Now was the time to fish the bow. This is possibly the most effective nymphing method on still water. I learned it from the writings of Arthur Cove and perfected it on the big midlands reservoirs like Grafham and Rutland. It works just as well up North. The secret is to cast across the breeze and let the line pull round in a bow. The trick is to get the depth and speed of the flies exactly right. This requires you to play with the speed of retreive, the weight of the flies and, as a last resort, the sinking speed of the fly line. When you get it right you can almost feel a magic tension in the line drawing the trout on to your flies. Today the skinny Diawl Bachs coupled with a slow slow figure of eight retrieve was just right. On my second cast the line tightened gently and I was playing another lively rainbow.

I worked my way back towards the car and by the time Adam joined me in the corner closest to the cars I'd had another two fish. Adam had blanked leaving me as the only angler to catch on a difficult day: a testament to the power of the bow.


A skinny Diawl Bach

Updated 14-05-2010 at 21:45 by Sean Meeghan (Added tags)

Categories
General Fishing

Comments

  1. Skoda's Avatar
    Nice technical account Sean; you showed 'em!
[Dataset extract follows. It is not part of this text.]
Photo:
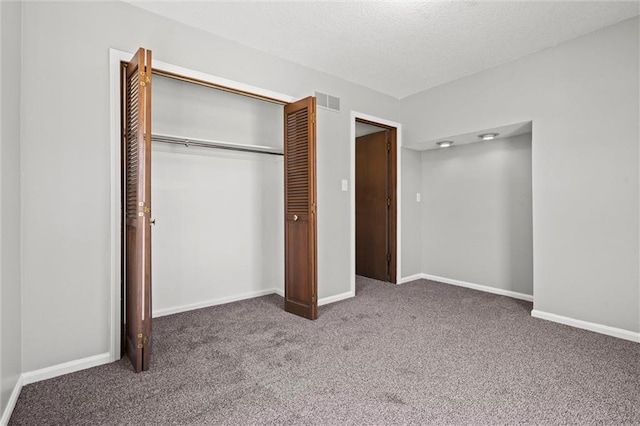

I'm not a fluff chucker myself. The last time I fly-fished was on a small, posh private reservoir as a guest of a mate. We fished all day with a solitary trout apiece (my roll cast from the boat was becoming quite good!). About six-thirty, a few more anglers arrived and one chap about thirty yards away had a two pounder first cast in.

    "You jammy ******!" I whispered to myself. Unfortunately the acoustics were such that it echoed around the whole lake.

    My mate was called in by the committee to explain himself. I wasn't asked again!

    Andy
  2. Sean Meeghan's Avatar
    Snotty nosed so and sos. I wouldn't have gone back on principle and I'd have written a strongly worded letter of protest to the secretary in my bestest handwriting!